Make sure that if part of your goodbye routine is telling your child you’ll be back for them at a specific time; for example, after a nap, you’re waiting for them when they wake up.
If you don’t follow through on this promise, your child will begin to doubt what you say and separating from you will be harder than it already is. On the other hand, keeping your promise will help them realize that going to daycare isn’t a big deal.
8. Don’t Linger During Drop-Off
You’ve arrived at your kid’s child care center for their first day of daycare, given their pack of stuff to the center’s staff and completed your goodbye routine. Now it’s time to leave.
You’ll probably be tempted to comfort your child if they cry. Or peek in on them a few minutes after drop-off to make sure they’re adjusting to their new environment. Don’t! This will only make it harder for your son or daughter to accept the situation and make the best of it.
A professional child care provider should be able to comfort your child and engage them in a fun activity that soothes their nerves. And since you did your research before enrolling your kid in daycare, the providers you leave your child with will be the best of the best, right?
9. Don’t Be Afraid to Check In
Children aren’t the only ones who have trouble on the “big day.” Parents are often emotional, too, after sending their kids to daycare for the first time. To help, feel free to call your daycare provider to make sure everything is going smoothly.
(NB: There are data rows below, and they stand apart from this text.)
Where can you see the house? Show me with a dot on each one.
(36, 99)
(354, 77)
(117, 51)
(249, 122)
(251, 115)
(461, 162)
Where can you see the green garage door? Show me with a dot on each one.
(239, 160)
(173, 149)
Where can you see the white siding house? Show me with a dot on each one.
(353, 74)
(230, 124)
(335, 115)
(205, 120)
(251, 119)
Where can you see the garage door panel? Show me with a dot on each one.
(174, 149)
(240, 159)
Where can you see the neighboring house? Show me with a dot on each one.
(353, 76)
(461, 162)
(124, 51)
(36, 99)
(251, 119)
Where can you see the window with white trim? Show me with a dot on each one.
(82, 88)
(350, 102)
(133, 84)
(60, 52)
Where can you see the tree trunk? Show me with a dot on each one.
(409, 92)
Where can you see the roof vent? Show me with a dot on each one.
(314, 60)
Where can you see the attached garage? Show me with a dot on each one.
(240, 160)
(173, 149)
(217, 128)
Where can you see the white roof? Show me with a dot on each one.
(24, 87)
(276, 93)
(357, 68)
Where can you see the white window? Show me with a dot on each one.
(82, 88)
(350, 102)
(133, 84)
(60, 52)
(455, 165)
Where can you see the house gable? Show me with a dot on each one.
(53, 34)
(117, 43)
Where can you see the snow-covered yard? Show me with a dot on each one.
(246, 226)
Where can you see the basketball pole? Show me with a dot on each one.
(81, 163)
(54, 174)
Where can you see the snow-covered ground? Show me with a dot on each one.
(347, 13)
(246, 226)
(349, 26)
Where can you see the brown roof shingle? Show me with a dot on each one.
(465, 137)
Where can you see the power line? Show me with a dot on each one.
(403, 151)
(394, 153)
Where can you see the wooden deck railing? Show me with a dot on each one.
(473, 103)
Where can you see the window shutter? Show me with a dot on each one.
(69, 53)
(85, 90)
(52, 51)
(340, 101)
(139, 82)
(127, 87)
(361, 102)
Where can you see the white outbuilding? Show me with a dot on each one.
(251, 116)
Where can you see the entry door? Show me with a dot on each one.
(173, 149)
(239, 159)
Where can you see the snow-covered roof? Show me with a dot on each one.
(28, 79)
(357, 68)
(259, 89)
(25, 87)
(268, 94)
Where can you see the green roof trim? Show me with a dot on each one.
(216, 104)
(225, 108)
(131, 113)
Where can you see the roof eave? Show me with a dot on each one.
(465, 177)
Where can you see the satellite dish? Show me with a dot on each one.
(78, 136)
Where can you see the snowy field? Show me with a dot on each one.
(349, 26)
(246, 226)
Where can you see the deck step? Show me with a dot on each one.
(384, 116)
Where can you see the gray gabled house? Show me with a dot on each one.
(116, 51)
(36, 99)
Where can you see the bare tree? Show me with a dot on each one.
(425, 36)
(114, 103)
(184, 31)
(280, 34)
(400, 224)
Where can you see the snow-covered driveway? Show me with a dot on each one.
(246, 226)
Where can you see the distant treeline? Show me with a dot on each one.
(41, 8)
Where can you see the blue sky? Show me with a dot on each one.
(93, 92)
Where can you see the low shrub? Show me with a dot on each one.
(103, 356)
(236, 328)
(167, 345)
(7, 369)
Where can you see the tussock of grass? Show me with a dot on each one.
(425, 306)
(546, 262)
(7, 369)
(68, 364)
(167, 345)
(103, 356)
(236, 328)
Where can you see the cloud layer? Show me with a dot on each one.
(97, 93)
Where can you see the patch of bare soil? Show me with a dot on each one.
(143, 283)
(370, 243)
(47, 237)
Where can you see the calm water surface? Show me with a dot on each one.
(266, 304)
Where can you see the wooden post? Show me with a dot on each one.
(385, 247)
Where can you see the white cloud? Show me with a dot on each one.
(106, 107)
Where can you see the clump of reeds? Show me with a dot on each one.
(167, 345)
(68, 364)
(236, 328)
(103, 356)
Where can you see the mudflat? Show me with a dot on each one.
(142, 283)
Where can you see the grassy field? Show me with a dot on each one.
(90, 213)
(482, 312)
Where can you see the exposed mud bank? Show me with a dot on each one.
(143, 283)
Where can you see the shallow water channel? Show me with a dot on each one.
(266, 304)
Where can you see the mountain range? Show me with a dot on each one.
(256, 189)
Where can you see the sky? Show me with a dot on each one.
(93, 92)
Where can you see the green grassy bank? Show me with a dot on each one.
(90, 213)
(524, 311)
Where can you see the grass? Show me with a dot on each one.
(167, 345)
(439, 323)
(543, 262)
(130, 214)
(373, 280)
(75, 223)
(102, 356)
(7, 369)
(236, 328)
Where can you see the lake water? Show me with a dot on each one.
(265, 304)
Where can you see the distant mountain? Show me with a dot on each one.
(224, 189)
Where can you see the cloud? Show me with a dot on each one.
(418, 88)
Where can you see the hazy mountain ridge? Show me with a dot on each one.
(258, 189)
Additionally, ask your provider for updates when you pick your child up at the end of the day. They’ll probably have advice you can use to ease your family’s transition.
Pro Tip: Some daycare centers use apps like Procare to give mom and dad updates on their children throughout the day. Imagine receiving pictures of your smiling kid or snapshots of the artwork they just made while you’re at work. If this sounds like something you want, make sure the daycare you enroll your child in offers this level of parent engagement.
10. Commit to the Process
Finally, realize that your child’s first day of daycare will be hard—even if you’ve been preparing for it ahead of time. The second day might not be much better. But if you’re patient and commit to the process, eventually you and your kid will adjust successfully.
It’s important to remember the benefits of enrolling your child in daycare.
First, it allows you to work, earn money and provide for your family. Second, it helps your child learn valuable social skills they might not be able to learn at home, such as sharing, taking turns and more. Third, it’s usually easier for children who attend daycare to successfully transition to going to school because they’ve already overcome their separation anxiety.
Prepare For the Big Day
Leaving your child for the first time is stressful—for both you and your kiddo. But the tips in this article will help you overcome the stress and successfully adjust to daycare life.
If your child’s first day of daycare is approaching, start preparing for it now. By encouraging independence, practicing separation, adjusting your child’s schedule, etc., you’ll make sure they’re as ready as possible for the approaching life changes.